Video caption result

Schema for video caption metadata.

`Keyframe`

Bases: BaseModel

Represents a keyframe extracted from a video segment.

Attributes:

Name	Type	Description
`time_offset`	`float`	Time within the segment where the keyframe occurs.
`caption`	`str \| None`	Text description of this specific keyframe.

Bases: BaseModel

Represents a video segment with its captions, transcripts, and keyframes.

Attributes:

Name	Type	Description
`start_time`	`float \| None`	The segment's starting time in seconds.
`end_time`	`float \| None`	The segment's ending time in seconds.
`transcripts`	`list[AudioTranscript]`	Optional list of transcripts for the segment.
`segment_caption`	`list[str]`	The single, rich description of the segment's action/plot.
`keyframes`	`list[Keyframe]`	Optional list of keyframes extracted from the segment.

Ensure segment has caption, fallback to keyframes/transcripts if needed.

Ensure all keyframes time offset is non-negative.
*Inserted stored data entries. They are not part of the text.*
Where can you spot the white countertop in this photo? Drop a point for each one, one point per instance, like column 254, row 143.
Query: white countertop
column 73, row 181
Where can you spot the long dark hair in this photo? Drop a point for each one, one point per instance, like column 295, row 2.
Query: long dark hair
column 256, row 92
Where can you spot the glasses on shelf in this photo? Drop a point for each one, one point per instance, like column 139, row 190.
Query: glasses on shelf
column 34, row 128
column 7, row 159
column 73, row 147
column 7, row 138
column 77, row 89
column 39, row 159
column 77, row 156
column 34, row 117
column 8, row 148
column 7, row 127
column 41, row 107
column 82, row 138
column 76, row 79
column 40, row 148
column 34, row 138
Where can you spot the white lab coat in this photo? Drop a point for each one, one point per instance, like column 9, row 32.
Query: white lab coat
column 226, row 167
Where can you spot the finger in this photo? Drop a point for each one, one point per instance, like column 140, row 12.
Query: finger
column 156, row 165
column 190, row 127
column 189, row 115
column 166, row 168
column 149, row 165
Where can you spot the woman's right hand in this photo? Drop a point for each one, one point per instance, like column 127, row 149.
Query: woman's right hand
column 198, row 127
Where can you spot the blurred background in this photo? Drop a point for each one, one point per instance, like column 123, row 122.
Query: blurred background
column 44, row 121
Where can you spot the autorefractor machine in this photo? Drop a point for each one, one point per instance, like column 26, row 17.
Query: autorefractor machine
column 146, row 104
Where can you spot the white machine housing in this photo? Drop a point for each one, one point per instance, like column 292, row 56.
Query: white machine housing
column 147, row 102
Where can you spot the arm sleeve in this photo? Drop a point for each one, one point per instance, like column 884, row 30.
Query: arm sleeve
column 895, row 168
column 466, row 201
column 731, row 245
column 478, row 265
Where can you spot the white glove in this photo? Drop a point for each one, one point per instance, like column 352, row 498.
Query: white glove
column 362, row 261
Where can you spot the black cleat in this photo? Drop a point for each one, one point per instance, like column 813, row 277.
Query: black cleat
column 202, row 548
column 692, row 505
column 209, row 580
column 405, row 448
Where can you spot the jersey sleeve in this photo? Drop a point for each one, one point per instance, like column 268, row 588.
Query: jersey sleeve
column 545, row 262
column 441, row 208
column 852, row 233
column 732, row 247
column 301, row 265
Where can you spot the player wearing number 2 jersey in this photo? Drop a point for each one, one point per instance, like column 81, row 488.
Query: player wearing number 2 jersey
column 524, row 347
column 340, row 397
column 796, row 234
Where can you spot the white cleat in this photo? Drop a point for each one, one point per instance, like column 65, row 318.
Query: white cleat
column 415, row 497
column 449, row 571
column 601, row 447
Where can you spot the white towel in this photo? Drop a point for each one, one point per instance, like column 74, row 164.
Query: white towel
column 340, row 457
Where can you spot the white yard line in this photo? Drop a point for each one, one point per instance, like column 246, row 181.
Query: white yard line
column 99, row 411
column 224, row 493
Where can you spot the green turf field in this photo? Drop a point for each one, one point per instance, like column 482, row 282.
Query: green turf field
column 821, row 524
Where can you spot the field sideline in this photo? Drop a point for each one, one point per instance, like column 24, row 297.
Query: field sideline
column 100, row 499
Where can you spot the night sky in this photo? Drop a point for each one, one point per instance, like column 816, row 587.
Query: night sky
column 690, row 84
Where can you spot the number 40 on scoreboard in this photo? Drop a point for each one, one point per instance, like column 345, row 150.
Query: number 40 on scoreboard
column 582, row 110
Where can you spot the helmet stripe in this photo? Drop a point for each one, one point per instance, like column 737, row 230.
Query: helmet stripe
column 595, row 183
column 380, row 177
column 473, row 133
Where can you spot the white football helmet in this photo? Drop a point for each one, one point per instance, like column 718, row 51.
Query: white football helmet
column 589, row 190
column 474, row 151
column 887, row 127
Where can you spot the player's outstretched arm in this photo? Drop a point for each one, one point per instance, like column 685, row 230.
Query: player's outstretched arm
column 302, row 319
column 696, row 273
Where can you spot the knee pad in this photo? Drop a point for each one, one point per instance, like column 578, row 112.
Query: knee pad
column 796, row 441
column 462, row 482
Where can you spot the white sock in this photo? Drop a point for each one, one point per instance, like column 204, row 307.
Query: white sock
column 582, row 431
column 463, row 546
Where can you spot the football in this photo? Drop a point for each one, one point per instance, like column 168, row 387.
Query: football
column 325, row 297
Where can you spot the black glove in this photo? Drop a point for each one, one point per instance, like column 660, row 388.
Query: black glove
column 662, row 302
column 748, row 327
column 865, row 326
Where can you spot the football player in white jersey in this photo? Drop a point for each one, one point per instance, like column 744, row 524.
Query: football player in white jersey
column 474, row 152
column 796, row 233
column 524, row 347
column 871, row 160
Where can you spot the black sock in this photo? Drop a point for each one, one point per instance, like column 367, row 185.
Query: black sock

Ensure all transcripts time offset is non-negative.

Bases: BaseModel

Metadata for video captioning results.

Attributes:

Name	Type	Description
`video_summary`	`str`	A high-level summary of the entire video's plot, topic, or main events.
`segments`	`list[Segment]`	List of video segments with their captions and metadata.

Ensure segment end time is greater than start time.

If end time equal or lower than start time, then use next segment start time-1 as end time.

Backward-compatible model alias for video caption result payload.